SF Chronicle: Editorial: Offshore drilling bans advance in Legislature

SF Chronicle: Editorial: Offshore drilling bans advance in Legislature

While President Trump’s Interior Department was mapping out oil and gas leases off California’s coast, the Legislature debated what to do. The sanctified cause of a drilling ban turned into a fight over a pair of bills that aimed to put hard restrictions on the White House idea.

Last week, lawmakers followed through on protecting the coast. The nearly identical bills won approval on the final day of committee work, a cliffhanger win for efforts to safeguard fishing, tourism and recreation along the 1,000-mile coast.

Though polls repeatedly show California residents don’t want to see derricks on the horizon, the notion of a sweeping ban stalled in the Legislature last year. The announcement by Interior Secretary Ryan Zinke to open up all of the nation’s waters to new drilling revived a dormant cause.

A blue whale exhales through its blowhole as it swims past an oil platform off the coast of Long Beach in 2008.

Photo: Robyn Beck / AFP / Getty Images 2008

Two bills, SB834 and AB1775, sought to answer the call. The measures instructed state land managers to deny permits for infrastructure such as pipelines, docks and platforms needed to service potential oil and gas facilities that might spring up beyond the state’s three-mile limit. Without such permits, drilling rigs would be cut off from shoreline processing refineries.

Zinke’s plan calls for three zones off the coast with up to 47 leases. Though derricks pump oil off Southern California, there hasn’t been new activity in decades. In the past, the state Lands Commission, which controls development in the three-mile offshore area, has signaled it won’t be granting approvals, though future decisions will hinge on political officeholders. Both candidates for governor, Democrat Gavin Newsom and Republican John Cox, have pledged to block new drilling. Opposition includes some 65 cities and counties up and down the state along with a consortium of unions, environmental and outdoor groups.

The bills push the matter onto the rule books, a deeper step than the state has taken so far. That prospect drew lobbying and opposition from oil producers, business groups and the state Chamber of Commerce. A flat denial of drilling access by the state goes too far, they argued, and rules out any chance for exploration.

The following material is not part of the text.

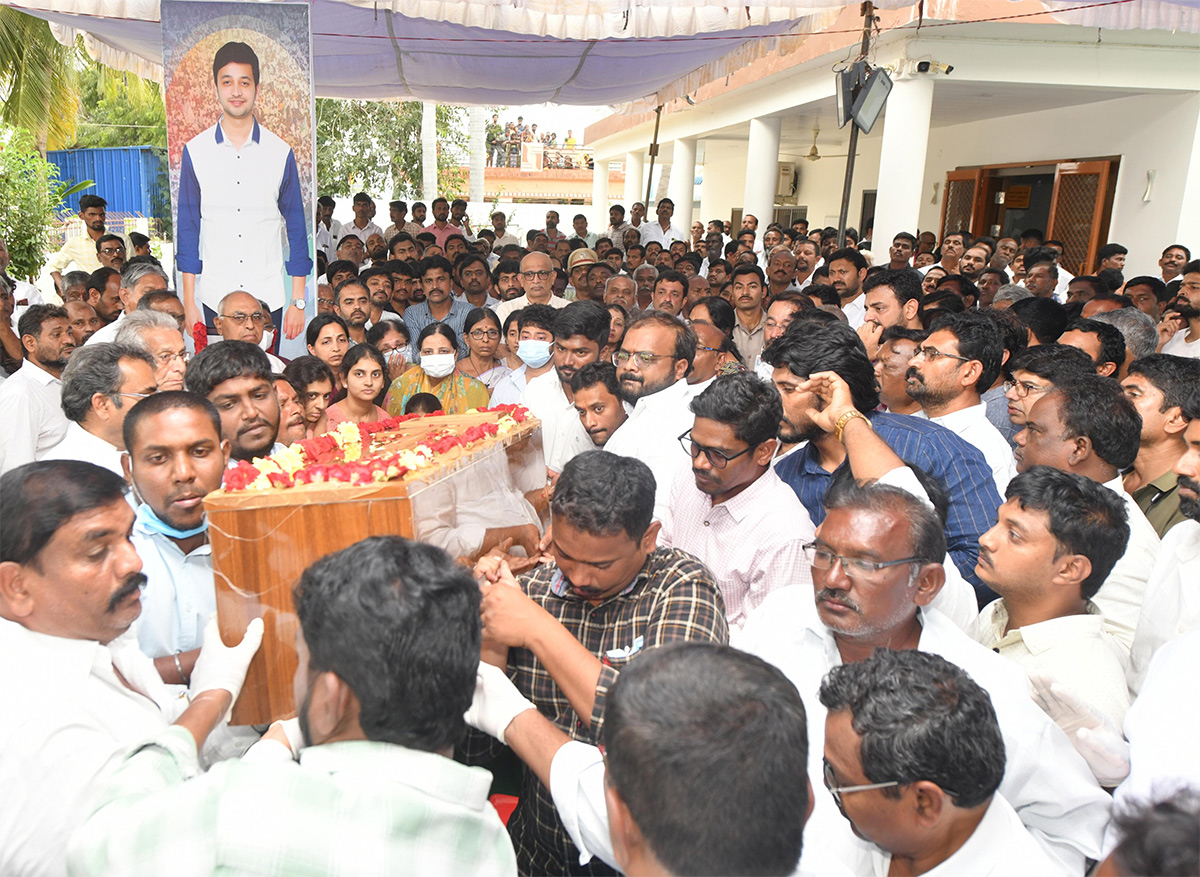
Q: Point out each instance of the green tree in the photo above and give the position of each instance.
(30, 193)
(376, 145)
(37, 79)
(119, 109)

But that argument falls short in a state that’s compelling an energy switch away from fossil fuels and prizes its watery edge. California’s not alone in bucking the Trump plan: A string of coastal states are against offshore drilling. A statewide vote in Florida on the topic is due in November.

The legislative votes here could have a resounding effect in Washington. Zinke is still fine-tuning the leasing plan. Federal law obliges him to weigh the laws and policies of affected states such as California. If those standards hold true, it’s hard to see how new leases could be issued. Sacramento is making it clear that there’s no support for oil drilling here.